Sua fórmula é velha conhecida: mediante qualquer tipo de evento desestabilizador dos padrões normativos, recorre-se ao escrutínio não das variáveis institucionais que o precipitaram, mas da índole psicológica dos implicados. A tática do inquérito confessional é infalível: troca-se uma idéia, joga-se um verde, força-se o outro a se condenar, descobre-se o que ele tem.
A lógica do descrédito de véspera que embasa tal investida tem sua tradução escolar na adesão indiscriminada ao cientificismo psicologizante, o qual decreta a irredutibilidade de determinados pré-requisitos (orgânicos, cognitivos, afetivos, morais, sociais etc.) para o bom termo do trabalho escolar. Sem eles, a resolutividade pedagógica encontraria seu grau zero e o alunado desviante, seu desterro educativo.
Aprendemos com os oniscientes psicólogos educacionais que o desenvolvimento humano é progressivo, gradual e cumulativo. Uma descontinuidade qualquer obstaculizaria, em maior ou menor grau, sua marcha natural. Sendo assim, o passado teria a função de ordenar o futuro e o presente, a missão de reparar o passado, se necessário for. Daí a ânsia contemporânea de inquirir histórias pessoais, desbaratar desordens recônditas, corrigir rotas alteradas. Uma ânsia psico-higienista, enfim.

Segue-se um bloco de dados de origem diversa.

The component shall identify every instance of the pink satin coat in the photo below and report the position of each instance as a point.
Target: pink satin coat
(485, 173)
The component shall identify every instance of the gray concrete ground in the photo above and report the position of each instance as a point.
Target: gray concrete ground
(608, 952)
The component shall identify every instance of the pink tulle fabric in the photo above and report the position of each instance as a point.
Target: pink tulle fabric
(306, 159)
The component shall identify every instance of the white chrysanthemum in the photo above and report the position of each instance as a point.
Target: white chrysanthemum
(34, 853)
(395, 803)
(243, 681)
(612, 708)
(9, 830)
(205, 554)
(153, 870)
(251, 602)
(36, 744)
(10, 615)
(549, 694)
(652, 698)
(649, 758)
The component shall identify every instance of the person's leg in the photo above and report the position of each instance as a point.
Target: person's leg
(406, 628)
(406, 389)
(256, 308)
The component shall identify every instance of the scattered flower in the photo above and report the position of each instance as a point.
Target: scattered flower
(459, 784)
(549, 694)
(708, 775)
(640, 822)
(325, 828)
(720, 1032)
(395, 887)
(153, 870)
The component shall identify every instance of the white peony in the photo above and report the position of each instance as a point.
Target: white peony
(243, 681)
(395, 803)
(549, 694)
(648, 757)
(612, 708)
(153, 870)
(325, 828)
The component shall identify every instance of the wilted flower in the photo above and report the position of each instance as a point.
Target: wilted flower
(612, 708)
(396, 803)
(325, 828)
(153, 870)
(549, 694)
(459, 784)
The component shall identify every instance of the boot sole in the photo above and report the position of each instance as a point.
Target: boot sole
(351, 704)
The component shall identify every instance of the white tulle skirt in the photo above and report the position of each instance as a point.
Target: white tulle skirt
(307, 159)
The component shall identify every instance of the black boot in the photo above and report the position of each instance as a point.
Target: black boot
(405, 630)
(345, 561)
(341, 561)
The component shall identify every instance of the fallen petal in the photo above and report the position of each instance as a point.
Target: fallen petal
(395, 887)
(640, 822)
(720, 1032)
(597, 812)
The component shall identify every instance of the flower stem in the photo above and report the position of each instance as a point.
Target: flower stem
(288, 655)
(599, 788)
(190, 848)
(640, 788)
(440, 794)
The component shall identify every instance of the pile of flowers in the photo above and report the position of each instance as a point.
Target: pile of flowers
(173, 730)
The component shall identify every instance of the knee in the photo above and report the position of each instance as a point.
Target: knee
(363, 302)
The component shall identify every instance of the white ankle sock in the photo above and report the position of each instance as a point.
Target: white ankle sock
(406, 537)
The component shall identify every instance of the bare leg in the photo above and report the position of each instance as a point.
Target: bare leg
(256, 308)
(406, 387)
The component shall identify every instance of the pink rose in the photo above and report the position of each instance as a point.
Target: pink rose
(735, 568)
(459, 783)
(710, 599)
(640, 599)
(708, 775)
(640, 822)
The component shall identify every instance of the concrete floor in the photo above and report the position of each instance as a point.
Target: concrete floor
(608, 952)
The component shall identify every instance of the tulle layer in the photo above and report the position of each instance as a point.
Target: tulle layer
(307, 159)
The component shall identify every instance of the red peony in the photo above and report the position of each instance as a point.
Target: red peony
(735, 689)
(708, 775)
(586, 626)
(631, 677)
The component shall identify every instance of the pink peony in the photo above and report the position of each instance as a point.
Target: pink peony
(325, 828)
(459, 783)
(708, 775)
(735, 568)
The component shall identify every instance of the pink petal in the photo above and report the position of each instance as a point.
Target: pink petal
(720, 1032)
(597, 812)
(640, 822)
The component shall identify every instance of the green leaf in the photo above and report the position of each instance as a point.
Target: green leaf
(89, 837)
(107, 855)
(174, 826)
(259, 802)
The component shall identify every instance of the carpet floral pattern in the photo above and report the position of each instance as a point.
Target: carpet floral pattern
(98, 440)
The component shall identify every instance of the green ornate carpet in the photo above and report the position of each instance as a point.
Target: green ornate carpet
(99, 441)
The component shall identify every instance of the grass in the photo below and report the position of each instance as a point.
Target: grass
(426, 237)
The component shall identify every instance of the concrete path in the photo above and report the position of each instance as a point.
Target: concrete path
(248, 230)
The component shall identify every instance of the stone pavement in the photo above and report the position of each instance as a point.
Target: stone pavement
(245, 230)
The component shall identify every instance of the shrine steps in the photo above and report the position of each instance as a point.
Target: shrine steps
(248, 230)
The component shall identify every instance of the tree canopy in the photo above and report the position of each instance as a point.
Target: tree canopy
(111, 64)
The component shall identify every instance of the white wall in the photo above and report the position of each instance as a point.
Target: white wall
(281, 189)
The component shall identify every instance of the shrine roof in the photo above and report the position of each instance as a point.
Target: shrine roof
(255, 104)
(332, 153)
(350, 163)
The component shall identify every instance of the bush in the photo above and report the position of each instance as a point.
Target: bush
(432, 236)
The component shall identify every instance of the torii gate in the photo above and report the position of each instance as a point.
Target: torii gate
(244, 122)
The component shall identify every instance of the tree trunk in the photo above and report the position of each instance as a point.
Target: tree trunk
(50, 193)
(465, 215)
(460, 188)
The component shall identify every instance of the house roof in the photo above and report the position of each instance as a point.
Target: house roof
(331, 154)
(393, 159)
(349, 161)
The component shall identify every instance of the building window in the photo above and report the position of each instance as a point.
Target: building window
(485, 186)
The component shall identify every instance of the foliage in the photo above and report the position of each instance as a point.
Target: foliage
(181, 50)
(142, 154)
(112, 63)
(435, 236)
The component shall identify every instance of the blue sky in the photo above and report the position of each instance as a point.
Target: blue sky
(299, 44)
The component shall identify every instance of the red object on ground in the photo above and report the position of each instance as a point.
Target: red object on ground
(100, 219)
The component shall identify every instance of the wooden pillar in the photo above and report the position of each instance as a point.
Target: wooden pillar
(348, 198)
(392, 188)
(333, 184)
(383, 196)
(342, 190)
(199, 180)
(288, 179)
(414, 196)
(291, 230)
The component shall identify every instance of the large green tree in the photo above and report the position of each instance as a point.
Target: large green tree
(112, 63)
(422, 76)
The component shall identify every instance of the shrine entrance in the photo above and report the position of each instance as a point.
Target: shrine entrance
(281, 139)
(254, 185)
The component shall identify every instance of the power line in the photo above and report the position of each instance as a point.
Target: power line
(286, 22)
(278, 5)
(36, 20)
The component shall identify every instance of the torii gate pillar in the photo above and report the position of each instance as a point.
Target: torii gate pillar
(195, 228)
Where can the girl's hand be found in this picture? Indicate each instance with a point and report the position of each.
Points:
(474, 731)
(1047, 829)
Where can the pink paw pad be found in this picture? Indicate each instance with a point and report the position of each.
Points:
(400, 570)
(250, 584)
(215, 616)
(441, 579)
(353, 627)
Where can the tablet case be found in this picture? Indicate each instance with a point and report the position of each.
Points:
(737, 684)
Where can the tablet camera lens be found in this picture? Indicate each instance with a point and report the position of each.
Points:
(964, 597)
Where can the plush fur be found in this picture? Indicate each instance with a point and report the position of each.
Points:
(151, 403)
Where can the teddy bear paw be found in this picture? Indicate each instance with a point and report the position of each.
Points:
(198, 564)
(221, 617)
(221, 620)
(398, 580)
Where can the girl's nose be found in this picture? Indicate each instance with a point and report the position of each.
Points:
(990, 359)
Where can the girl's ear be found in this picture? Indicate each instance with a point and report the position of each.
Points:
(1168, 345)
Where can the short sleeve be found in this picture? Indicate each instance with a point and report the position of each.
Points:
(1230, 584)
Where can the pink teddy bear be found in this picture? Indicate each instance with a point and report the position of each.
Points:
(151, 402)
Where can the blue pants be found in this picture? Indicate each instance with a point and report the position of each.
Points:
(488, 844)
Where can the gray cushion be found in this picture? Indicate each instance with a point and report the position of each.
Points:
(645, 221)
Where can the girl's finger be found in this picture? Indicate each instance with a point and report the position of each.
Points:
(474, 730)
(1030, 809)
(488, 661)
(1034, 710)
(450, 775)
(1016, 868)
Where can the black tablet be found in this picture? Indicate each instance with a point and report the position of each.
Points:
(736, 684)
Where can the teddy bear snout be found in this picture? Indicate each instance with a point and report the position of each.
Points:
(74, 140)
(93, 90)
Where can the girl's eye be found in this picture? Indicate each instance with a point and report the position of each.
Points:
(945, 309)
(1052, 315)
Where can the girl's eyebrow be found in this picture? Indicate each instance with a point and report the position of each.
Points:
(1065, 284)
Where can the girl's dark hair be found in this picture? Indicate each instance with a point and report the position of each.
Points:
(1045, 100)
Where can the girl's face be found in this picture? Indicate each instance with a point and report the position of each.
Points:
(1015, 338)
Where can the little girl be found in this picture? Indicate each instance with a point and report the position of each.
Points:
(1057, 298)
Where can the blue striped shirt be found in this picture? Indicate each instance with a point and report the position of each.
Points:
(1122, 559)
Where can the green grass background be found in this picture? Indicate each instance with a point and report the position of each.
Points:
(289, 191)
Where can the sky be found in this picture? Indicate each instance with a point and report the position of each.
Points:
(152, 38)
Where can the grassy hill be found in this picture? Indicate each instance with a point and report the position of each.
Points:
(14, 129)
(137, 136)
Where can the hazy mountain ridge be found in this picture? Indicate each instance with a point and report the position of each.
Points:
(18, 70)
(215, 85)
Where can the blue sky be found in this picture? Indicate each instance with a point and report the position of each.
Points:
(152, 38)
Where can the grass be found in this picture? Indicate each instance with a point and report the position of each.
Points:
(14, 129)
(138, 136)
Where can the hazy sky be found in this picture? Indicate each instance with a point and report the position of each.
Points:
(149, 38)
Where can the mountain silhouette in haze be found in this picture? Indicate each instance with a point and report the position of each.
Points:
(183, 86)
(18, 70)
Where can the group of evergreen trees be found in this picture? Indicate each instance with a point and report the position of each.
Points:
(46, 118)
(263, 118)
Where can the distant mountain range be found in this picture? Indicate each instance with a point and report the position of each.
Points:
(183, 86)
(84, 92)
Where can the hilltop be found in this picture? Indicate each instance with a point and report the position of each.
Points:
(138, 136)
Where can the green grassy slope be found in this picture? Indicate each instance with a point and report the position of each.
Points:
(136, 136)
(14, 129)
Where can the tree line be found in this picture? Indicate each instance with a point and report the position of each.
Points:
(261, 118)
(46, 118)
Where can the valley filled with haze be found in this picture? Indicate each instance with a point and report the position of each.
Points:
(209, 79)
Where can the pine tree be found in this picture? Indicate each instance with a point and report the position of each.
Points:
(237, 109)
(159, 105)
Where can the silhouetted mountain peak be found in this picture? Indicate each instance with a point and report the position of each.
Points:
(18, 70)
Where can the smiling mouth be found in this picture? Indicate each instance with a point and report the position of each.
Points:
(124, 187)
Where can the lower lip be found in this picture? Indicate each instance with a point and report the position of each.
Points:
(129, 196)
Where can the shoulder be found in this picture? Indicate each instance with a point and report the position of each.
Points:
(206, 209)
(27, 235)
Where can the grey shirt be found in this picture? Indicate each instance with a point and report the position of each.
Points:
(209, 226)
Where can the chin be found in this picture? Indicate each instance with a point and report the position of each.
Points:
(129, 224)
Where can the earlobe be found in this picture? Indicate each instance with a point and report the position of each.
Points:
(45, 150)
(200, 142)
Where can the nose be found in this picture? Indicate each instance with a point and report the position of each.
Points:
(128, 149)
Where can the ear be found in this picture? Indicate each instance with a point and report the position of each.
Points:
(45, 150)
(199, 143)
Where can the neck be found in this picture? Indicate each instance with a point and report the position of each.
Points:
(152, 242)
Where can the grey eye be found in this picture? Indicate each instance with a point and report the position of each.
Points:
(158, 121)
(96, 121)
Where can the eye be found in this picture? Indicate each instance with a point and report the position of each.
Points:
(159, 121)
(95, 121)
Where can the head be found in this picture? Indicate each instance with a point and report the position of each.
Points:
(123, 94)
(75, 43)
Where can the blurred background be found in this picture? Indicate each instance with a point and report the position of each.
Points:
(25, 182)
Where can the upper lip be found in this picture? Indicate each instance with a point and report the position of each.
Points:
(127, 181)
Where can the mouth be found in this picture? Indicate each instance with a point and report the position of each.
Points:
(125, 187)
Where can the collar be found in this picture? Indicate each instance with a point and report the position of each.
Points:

Seu resultado é cortante: a estigmatização de um contingente crescente da infância e juventude em situação de vulnerabilidade; aqueles mesmos alunos com os quais não mais nos sentimos capazes de nos defrontar, mas que resistem apenas para nos assombrar. Ou melhor, para nos interpelar eticamente: "Queres ainda ensinar?".